BOSTON – In a surprising regulatory shakeup, three formerly approved electronic logging devices were quietly revoked, putting thousands of drivers at risk of noncompliance. As of the enforcement date, any driver still running those units is considered to be operating without a valid log device.
Inspectors caught several trucks mid-route flashing warnings like “Device Deprecated” or “Unregistered ELD,” forcing drivers to switch to paper logs on the spot. Dispatch centers nationwide entered triage mode, scrambling to audit devices, accept last-minute swaps, and field frantic calls from drivers unsure whether their loads would be rejected.
Repair shops have been inundated. One technician joked he’d seen more ELD replacement orders this week than brake failures. Rumors circulated that some drivers were trying to firmware-hack their units back into compliance, but those efforts have reportedly failed inspections.

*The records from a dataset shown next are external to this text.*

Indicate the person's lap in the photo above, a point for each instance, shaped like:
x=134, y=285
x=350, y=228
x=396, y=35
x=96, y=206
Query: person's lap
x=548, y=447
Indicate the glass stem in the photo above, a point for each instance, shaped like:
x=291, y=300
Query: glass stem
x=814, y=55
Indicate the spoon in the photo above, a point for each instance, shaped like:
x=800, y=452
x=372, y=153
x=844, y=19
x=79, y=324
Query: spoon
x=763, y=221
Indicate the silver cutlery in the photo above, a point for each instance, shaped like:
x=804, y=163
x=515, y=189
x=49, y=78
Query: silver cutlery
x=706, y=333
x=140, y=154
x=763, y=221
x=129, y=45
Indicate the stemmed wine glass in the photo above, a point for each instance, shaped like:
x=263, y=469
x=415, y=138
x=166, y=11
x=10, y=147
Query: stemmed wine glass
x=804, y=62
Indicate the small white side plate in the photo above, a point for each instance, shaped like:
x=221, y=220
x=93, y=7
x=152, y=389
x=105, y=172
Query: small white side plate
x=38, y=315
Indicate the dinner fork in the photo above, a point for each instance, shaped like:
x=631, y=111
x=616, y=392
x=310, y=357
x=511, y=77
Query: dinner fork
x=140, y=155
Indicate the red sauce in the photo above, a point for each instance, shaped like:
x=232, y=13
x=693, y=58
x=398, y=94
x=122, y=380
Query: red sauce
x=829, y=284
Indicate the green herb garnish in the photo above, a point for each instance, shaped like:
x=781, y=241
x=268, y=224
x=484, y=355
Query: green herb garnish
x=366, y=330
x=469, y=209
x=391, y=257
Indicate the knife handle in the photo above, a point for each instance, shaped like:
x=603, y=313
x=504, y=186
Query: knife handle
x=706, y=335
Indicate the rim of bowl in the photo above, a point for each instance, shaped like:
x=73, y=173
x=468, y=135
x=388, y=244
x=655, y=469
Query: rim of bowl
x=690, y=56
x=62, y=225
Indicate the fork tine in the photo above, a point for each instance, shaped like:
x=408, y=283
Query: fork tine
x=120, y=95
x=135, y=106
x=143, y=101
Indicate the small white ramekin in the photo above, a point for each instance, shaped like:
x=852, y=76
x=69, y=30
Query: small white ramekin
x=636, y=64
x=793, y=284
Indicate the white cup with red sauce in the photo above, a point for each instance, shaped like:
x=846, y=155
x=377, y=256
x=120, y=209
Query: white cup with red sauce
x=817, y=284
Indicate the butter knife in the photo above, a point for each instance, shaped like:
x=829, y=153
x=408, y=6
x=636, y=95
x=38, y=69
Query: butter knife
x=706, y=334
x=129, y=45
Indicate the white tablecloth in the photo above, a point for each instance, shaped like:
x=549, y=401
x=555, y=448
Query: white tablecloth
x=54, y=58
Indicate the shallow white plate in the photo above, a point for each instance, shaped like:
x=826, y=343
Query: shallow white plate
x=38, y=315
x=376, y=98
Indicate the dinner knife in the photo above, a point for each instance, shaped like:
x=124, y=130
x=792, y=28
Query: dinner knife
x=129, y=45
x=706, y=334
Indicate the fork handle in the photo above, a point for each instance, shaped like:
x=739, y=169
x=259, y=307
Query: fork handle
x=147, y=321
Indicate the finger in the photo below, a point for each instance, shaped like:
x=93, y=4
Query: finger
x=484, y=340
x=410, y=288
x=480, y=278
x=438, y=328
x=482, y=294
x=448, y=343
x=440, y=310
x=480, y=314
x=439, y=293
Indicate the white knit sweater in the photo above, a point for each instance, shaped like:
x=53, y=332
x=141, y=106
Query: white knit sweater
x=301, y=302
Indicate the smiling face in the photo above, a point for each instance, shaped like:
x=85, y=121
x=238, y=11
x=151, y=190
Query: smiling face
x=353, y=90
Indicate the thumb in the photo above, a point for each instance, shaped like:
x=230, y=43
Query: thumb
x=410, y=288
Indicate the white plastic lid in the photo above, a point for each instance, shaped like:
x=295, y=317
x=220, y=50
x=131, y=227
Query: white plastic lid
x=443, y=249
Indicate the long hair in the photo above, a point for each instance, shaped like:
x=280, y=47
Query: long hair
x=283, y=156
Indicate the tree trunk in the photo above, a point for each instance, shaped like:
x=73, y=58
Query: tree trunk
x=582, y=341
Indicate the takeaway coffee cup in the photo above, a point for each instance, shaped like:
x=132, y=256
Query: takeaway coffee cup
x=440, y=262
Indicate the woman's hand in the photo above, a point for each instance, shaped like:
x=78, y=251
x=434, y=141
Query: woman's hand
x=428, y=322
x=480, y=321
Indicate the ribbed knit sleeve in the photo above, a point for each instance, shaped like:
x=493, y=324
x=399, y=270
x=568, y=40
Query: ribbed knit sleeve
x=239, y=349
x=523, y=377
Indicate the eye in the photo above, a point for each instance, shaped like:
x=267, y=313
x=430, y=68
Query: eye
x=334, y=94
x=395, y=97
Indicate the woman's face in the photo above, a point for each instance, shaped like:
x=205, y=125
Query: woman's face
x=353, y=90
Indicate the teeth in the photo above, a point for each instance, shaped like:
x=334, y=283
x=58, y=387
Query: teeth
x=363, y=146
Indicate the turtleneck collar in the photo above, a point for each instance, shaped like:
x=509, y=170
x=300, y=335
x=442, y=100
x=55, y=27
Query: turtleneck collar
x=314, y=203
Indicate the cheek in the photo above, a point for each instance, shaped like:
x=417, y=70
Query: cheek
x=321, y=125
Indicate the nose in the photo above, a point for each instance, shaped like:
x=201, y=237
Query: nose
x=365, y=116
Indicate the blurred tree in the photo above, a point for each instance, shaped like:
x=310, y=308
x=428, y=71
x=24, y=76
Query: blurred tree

In rest areas, drivers swapped horror stories: “It went red just when I hit the state line,” one said. Another added, “I had to argue with a weigh-station inspector over whether a blinking light meant ‘defect’ or ‘I just need a nap.’”
Regulators maintain the revocations were necessary: those units failed recent, strict technical audits. But for many drivers, the timing couldn’t have been worse, especially in remote regions with limited support.
One veteran driver shrugged, “So I trusted a cheap log box, then the law fired it. Now I’m back in 1985 with pen and paper.”